Il m’est déjà arrivé de parler de la place qu’occupe le démon dans les Évangiles. Au temps où ceux-ci furent rédigés le Malin semblait faire partie de la vie de tous les jours. Parfois on discernait clairement sa présence, parfois on confondait celle-ci avec diverses maladies et infirmités qui affectent la condition humaine. Les auteurs des récits évangéliques en ont parlé à la manière des gens de leur époque.

On en fait cas parfois de nos jours . On estime avoir retrouvé la signature diabolique dans l’horrible invention des camps de la mort au temps du nazisme. D’autres croient déceler sa marque dans les actes criminels que multiplient les djihadistes. Tuer pour tuer au nom de Dieu auteur de la vie est d’un cynisme diabolique. Particulièrement odieux se révèle l’assassinat d’un prêtre octogénaire, égorgé alors qu’il présidait une célébration eucharistique. Un meurtre qui dégage une odeur macabre et laisse soupçonner la présence du Malin. « Éloigne-toi , Satan », s’est écrié le prêtre , avant de tomber sous les coups de ses assassins.

À défaut de réussir à croire en Dieu, les agnostiques et les incroyants pourraient se préoccuper de l’existence du démon. Car le Malin semble se révéler particulièrement actif au cœur des perturbations qui marquent de nos jours le cheminement de l’humanité en marche. On peut toujours se faire accroire qu’il n’existe pas, mais il semble bien qu’on peut déceler des traces de sa présence. De quoi se poser quelques questions.

LENDEMAIN D’UN DÉBAT  

Le débat qui a conduit à l’adoption de la loi C-14 portant sur l’aide médicale à mourir s’est déroulé dans un climat marqué par la dignité et la  réserve, aussi bien à la Chambre des Communes du Canada qu’au Sénat. Ce qui n’empêche point de s’interroger sur son véritable enjeu et sur ses conséquences éthiques et sociales. Car subsistent des ambiguités et des malentendus qu’il faudra bien dissiper un jour ou l’autre.

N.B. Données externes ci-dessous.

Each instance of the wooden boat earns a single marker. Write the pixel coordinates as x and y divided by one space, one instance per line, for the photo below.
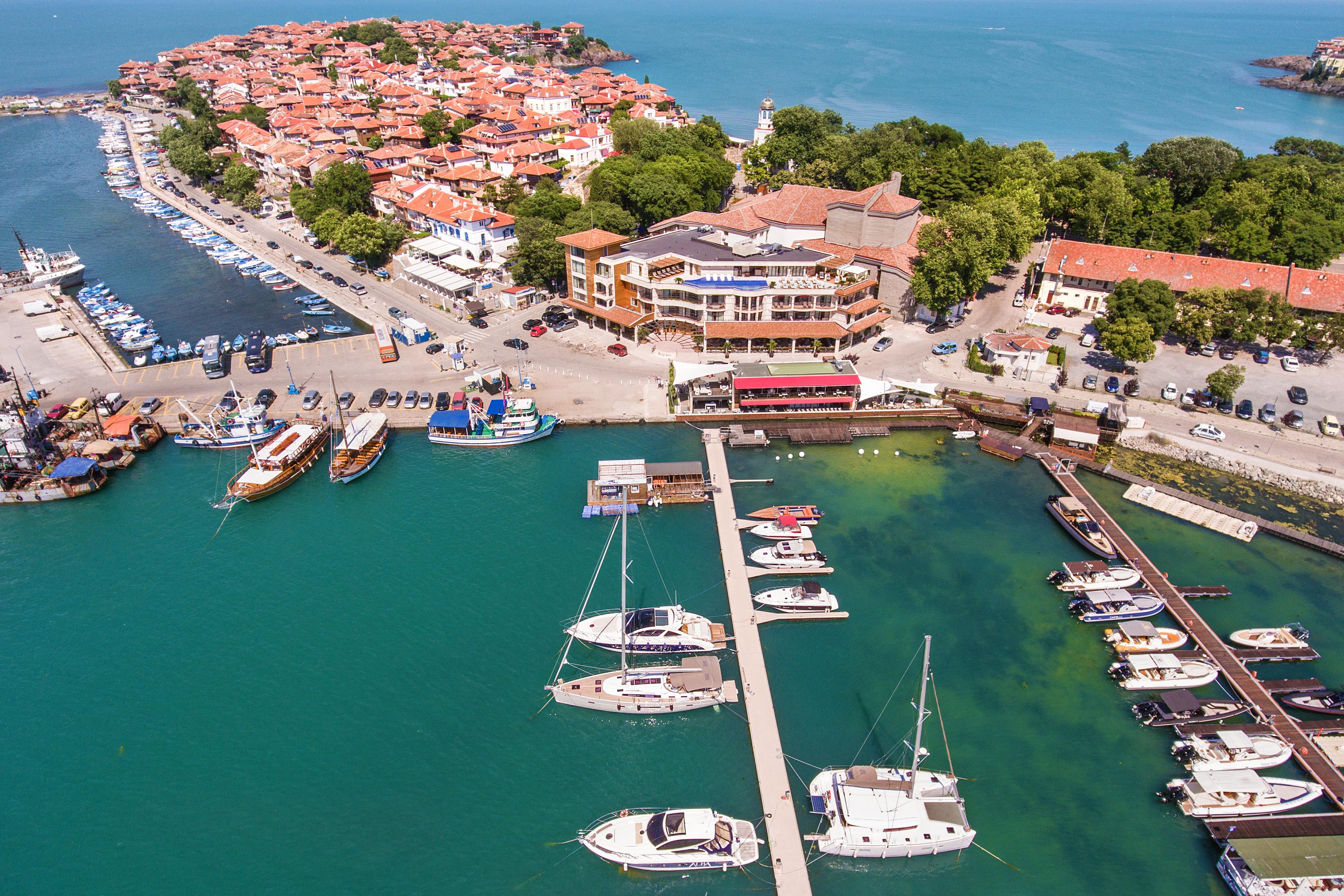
277 464
806 514
1078 523
361 446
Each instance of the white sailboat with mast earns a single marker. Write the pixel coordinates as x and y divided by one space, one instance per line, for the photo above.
695 683
891 813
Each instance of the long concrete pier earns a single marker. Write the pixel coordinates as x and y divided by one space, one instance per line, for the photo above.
781 824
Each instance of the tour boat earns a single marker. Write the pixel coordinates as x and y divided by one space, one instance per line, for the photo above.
789 555
1140 636
808 597
1179 707
1116 605
1289 636
1234 795
362 445
1093 575
781 527
806 514
1232 750
507 421
1162 672
651 630
891 813
277 464
1078 523
673 840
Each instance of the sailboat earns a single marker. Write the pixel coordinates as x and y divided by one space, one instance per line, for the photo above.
693 684
891 813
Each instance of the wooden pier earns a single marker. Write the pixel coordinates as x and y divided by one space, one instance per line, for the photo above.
1250 688
781 823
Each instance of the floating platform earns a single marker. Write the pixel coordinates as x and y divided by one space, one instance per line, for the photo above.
1183 510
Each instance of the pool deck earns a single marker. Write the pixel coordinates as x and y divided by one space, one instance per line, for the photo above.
781 823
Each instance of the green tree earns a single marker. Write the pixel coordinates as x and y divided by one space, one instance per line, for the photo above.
1129 339
1225 382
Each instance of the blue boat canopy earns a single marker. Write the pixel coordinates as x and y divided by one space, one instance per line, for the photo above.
451 420
73 467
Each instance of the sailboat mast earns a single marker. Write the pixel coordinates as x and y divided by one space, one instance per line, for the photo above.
924 691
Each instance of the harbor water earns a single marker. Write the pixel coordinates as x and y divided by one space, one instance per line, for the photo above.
339 688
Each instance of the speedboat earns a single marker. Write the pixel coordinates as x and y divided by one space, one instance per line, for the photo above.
1116 605
1225 795
1289 636
1162 672
651 630
808 597
673 840
1093 575
1140 636
1232 750
789 555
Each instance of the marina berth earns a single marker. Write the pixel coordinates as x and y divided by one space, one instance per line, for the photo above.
673 840
1232 795
1232 750
1140 636
1078 523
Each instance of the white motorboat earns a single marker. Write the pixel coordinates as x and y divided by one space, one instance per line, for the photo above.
673 840
781 527
1093 575
1232 750
1289 636
1141 636
1162 672
789 555
808 597
1230 795
891 813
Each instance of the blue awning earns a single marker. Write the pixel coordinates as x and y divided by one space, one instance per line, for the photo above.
73 467
451 420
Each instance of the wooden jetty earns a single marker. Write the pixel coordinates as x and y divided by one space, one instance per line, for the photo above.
781 821
1250 688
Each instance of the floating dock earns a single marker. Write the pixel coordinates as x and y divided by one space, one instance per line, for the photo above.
781 823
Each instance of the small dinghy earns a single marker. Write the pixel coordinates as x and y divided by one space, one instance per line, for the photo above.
1289 636
789 555
1140 636
783 527
1232 750
1116 605
1093 575
1179 707
808 597
1162 672
1225 795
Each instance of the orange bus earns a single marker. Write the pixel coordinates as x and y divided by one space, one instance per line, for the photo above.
386 347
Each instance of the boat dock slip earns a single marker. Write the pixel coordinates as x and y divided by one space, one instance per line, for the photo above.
1195 514
1268 710
781 823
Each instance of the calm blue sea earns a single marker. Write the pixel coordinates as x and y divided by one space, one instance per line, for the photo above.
1078 76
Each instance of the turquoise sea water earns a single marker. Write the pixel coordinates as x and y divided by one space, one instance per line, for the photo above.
338 690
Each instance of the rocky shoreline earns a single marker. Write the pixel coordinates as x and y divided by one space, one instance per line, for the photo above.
1300 66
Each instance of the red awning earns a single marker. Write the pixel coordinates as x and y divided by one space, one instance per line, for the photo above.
835 400
789 382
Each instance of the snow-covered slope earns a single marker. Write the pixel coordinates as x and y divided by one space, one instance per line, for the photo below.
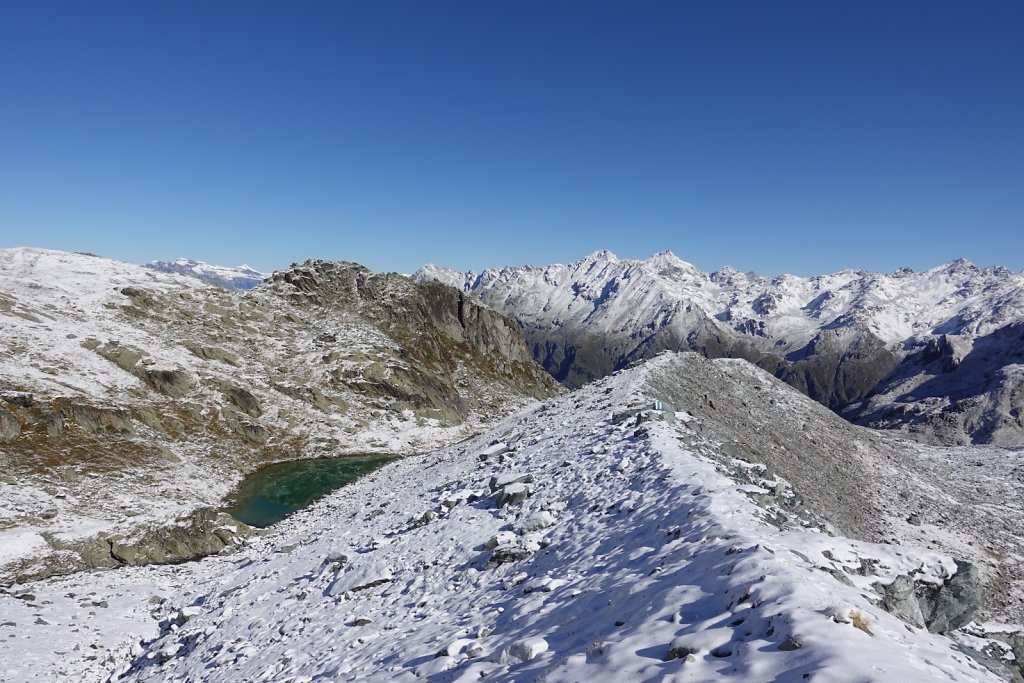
130 396
835 337
240 278
565 545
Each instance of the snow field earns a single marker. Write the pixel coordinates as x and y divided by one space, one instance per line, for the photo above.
629 559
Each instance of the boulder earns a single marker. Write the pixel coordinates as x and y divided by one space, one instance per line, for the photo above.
514 494
900 599
173 383
506 478
939 608
242 399
9 426
953 604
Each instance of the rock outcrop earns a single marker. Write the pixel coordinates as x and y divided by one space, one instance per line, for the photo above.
132 397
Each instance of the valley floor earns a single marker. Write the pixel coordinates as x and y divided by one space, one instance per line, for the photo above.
557 547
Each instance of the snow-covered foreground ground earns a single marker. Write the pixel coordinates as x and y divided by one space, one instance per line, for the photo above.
620 555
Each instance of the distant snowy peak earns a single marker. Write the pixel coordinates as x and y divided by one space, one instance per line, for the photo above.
239 279
790 310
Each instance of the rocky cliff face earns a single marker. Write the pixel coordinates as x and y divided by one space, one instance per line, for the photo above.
855 341
131 397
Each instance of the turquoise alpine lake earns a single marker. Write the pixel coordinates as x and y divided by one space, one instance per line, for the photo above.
273 492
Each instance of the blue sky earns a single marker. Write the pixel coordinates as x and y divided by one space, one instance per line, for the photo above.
771 136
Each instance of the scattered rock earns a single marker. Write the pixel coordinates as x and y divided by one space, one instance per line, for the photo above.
791 643
10 428
527 649
513 495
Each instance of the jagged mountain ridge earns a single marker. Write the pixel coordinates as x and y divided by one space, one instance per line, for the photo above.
129 396
841 338
240 278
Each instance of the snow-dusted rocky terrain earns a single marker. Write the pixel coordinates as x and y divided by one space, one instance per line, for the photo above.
240 278
587 539
938 352
130 397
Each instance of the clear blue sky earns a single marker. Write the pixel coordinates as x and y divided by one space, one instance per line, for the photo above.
772 136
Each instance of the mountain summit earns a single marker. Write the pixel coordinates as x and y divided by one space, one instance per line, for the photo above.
885 349
239 279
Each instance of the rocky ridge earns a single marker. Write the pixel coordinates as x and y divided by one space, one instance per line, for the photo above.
607 535
864 344
131 397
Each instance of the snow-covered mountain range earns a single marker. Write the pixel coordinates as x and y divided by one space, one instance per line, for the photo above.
936 352
594 539
240 278
681 519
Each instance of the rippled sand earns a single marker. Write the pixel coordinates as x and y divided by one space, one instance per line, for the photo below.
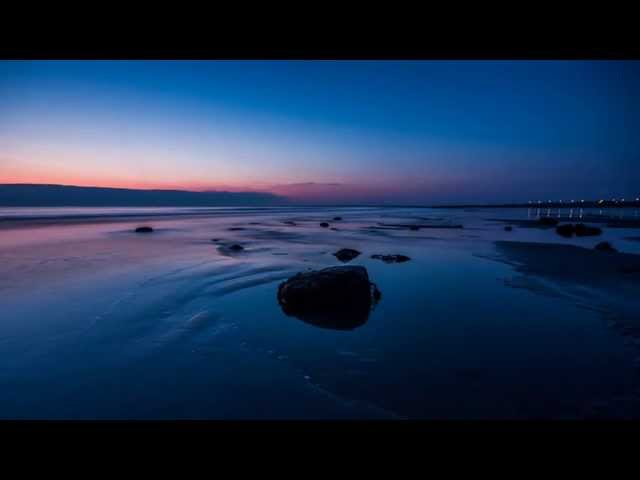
100 322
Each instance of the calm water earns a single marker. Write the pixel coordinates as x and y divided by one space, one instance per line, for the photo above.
99 322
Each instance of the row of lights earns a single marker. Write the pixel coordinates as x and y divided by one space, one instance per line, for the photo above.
582 201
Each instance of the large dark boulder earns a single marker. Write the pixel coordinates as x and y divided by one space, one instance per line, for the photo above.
346 254
391 258
339 298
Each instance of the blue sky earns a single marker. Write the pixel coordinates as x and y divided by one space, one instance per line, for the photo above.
374 131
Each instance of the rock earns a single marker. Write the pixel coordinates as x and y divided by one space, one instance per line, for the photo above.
337 297
582 230
391 258
567 230
605 247
346 254
548 221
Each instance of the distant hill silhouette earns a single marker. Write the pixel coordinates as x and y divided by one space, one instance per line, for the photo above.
40 195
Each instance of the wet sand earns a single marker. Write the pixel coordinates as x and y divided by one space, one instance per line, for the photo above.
101 322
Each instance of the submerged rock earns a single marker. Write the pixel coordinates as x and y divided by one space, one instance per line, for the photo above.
548 221
337 297
566 230
582 230
605 247
391 258
346 254
579 230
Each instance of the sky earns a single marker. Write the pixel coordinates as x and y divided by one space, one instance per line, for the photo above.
383 132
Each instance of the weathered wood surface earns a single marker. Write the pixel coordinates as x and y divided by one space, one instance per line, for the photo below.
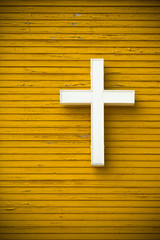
48 190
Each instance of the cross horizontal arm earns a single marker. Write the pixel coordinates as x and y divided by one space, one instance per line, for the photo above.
76 97
119 97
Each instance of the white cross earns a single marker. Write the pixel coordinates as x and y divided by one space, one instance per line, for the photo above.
97 97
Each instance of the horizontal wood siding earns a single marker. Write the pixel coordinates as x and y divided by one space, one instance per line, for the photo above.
48 189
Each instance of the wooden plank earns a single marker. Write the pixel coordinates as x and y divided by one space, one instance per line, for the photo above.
102 236
77 157
77 23
82 230
68 43
109 64
79 130
75 137
79 190
81 36
76 144
81 223
79 9
73 57
77 164
82 3
83 171
77 84
79 30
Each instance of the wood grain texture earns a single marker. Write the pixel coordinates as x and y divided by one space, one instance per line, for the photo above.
48 189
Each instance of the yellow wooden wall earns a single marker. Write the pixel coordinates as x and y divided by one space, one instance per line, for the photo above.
48 189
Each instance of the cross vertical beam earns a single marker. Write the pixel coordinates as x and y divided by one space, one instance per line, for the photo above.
97 112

Une ambiguité majeure a trait à la signification de l’expression aide médicale à mourir , qui constitue une façon détournée de parler d’euthanasie ou encore de suicide assisté. Elle prête à confusion. Je connais des gens qui s’opposent à l’euthanasie et au suicide assisté mais se déclarent favorables à l’aide médicale à  mourir. Ils confondent celle-ci avec le recours aux soins palliatifs.

Ceux-ci sortent grands perdants du  débat. On les a oubliés. Or ils pourraient  répondre très largement  et mieux que la dite aide médicale à mourir aux attentes de gens aux prises avec des souffrances très lourdes à supporter, ce que vise en principe la nouvelle loi.  Mais on n’a rien prévu pour les rendre plus accessibles. On s’est comporté comme si l’euthanasie et le suicide assisté étaient les seules solutions valables. On a cautionné une aide médicale à mourir de portée limitée , entourée de certaines mesures de contrôle, tandis qu’on a mis au rancart les vastes possibilités d’une stratégie efficace de soins palliatifs.

Au fait, y-a-t-il eu vraiment débat? Au sein des instances politiques, sans doute. Dans les médias, bien peu, car ce sont des porte-parole d’une pensée unique qui ont monopolisé le discours,donnant l’impression que l’affaire était close et qu’une seule conclusion s’imposait de soi. Je note par exemple que n’eut été  le recours à mon ordi et à mon courriel, je n’aurais pu savoir que des groupes religieux d’allégeances diverses avaient émis à plusieurs reprises des opinions qui auraient mérité d’être connues du grand public et faire partie du débat.  Mais ces opinions avaient le défaut d’aller à l’encontre du discours dominant. Sauf un rare et faible écho qu’on leur a accordé, elles ont glissé sous le radar. Il en est résulté  un débat à sens unique, voire plus une apparence de débat qu’un échange réel.

La loi sur l’aide médicale à mourir s’appuie sur un consensus politique plus ou moins préfabriqué. Elle ne s’appuie pas sur un consensus social éclairé. Il faudra dans l’avenir vivre avec cette disjonction et accepter que cohabitent des choix éthiques divergents. Ce qui devrait logiquement permettre un espace pour l’objection de conscience à laquelle auront recours des professionnels de la santé. Autrement, on subirait  la tyrannie d’un consensus politique sui generis qui projetterait l’image d’une démocratie un peu boiteuse.